The board of directors of Mirriad Advertising plc (AIM:MIRI)  (the "Board") has decided to conduct a formal review of the various strategic options available to the Company to maximise value for shareholders and other stakeholders (the "Strategic Review"). The Board and the management believe that, following the Company's progress and improved position in the US market and the development of its platform capabilities including programmatic readiness, the Company is significantly undervalued and that there is meaningful upside potential to the current share price. While all options are under consideration, including raising additional equity and a sale process, there can be no assurance that the Strategic Review will result in any transaction, nor as to the terms of any transaction.

The Strategic Review should include an exploration of a wide range of options including, but not limited to, the merits of Mirriad remaining a standalone publicly listed company. It must be emphasised that this is just one of multiple alternatives being evaluated. The Board has decided that the sale process element of the Strategic Review should be undertaken under the mechanism referred to in the City Code on Takeovers and Mergers (the "Takeover Code") as a "Formal Sale Process".

There can be no certainty that an offer will be made for the Company nor as to the terms on which any offer may be made. Mirriad announces the appointment of Baden Hill, a trading name of Northland Capital Partners Ltd. ("Baden Hill") as Joint Broker to the Company alongside Nominated Adviser, Joint Financial Adviser and Joint Broker, Panmure Gordon (UK) Limited ("Panmure Gordon"), with immediate effect. The Company has appointed IEG (Deutschland) GmbH ("IEG") as Joint Financial Advisor.

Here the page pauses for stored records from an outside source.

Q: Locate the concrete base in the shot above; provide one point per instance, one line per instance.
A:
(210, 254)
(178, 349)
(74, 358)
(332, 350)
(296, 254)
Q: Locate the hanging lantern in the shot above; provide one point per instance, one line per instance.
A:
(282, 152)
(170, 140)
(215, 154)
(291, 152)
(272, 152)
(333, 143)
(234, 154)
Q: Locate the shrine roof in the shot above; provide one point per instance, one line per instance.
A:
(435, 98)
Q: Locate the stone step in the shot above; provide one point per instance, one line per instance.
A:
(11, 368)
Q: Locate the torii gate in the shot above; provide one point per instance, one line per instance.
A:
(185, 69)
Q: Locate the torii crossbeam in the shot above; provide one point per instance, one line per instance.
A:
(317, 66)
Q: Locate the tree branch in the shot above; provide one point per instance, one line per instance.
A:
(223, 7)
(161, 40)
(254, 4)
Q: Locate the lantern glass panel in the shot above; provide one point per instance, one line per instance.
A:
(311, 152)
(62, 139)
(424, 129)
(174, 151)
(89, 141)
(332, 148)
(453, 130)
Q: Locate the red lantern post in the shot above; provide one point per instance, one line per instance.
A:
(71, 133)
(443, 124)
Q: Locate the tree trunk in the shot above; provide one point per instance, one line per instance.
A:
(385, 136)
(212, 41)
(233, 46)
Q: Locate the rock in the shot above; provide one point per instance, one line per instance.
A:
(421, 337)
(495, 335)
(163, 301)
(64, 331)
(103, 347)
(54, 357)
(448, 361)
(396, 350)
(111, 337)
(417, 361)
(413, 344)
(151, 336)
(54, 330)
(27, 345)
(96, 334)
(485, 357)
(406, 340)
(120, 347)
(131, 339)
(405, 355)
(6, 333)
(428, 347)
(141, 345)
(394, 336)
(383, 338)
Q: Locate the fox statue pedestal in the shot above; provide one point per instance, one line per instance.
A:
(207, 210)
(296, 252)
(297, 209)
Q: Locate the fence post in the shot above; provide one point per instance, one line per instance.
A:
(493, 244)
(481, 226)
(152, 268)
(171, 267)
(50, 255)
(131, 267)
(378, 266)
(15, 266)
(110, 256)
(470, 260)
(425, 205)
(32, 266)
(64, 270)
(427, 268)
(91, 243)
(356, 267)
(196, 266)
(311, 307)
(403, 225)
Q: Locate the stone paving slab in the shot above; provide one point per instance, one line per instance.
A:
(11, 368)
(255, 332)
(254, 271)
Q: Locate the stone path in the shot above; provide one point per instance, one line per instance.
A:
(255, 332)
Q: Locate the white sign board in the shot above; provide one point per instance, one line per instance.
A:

Parties interested in submitting an expression of interest should contact IEG using the contact details below. It is currently expected that any party interested in submitting any form of proposal for consideration in connection with the Strategic Review (including within the formal sale process) will, at the appropriate time, enter into a non-disclosure agreement and standstill arrangement with the Company on terms satisfactory to the Board and on the same terms, in all material respects, as other interested parties before being permitted to participate in the process. The Company then intends to provide such interested parties with certain information on its business, following which interested parties shall be invited to submit their proposals.

The Company will update the market in due course regarding timings for the formal sale process.